In my last post I referenced a recent interview with Bart Ehrman. I then asked readers to consider following questions:
- Is there really no place for the Ehrmans of the world within the church?
- Is it inherently impossible to be both an agnostic and a Christian?
I think these are two very important questions because of two opinions I hold:
- I suspect that most American Christians, if not Christians around the world, are functional agnostics.
- I suspect that most people who take the time to truly study the history of the formation of the organized Christianity will conclude that organized Christianity has taken a path that bears little resemblance to the compelling story of the poor Jewish carpenter described in the Gospels.
You may want to argue with my opinions, but let me unpack my thoughts a bit more before you write me off….

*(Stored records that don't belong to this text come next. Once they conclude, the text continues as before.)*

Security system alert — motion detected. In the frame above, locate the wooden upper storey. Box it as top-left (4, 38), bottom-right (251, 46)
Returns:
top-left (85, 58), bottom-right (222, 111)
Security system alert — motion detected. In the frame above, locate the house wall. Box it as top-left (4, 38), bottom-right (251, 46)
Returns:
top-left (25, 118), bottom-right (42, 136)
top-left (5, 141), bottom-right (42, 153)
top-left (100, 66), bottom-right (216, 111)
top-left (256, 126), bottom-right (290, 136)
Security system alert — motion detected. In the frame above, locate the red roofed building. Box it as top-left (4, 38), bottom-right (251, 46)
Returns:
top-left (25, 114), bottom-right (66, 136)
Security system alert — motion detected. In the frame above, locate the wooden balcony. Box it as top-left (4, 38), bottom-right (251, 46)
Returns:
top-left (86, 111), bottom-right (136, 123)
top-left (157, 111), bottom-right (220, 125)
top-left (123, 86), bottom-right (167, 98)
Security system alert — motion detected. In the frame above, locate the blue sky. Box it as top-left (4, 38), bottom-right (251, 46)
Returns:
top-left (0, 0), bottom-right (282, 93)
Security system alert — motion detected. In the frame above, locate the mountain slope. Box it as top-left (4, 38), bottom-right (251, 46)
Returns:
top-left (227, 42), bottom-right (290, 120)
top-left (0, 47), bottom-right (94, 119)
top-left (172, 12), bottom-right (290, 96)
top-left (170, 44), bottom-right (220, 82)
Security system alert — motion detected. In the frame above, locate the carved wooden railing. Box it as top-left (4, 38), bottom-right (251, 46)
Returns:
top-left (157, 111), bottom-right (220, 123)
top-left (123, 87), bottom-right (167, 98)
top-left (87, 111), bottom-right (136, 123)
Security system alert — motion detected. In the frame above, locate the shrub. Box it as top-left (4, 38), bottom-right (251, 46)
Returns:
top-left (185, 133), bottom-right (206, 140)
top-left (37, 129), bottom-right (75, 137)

Consider one indisputable “fact” from the world of neuroscience: Human perception is inherently untrustworthy. Those who’ve heard me speak on this subject have heard me quote the respected etymologist/philosopher E.O. Wilson:
The brain is a machine designed not for understanding, but for survival. Consilience (1998), p. 96
Research on the human brain has more than adequately demonstrated that this amazing organ is capable of absolutely convincing human-beings that false is true. I think E.O. Wilson, along with about 4 billion neuroscientists (give or take a billion) would agree with this statement:
If your brain believes you must perceive the presence of a loving God in order to get you up in the morning, then your brain is more than capable of creating that illusion.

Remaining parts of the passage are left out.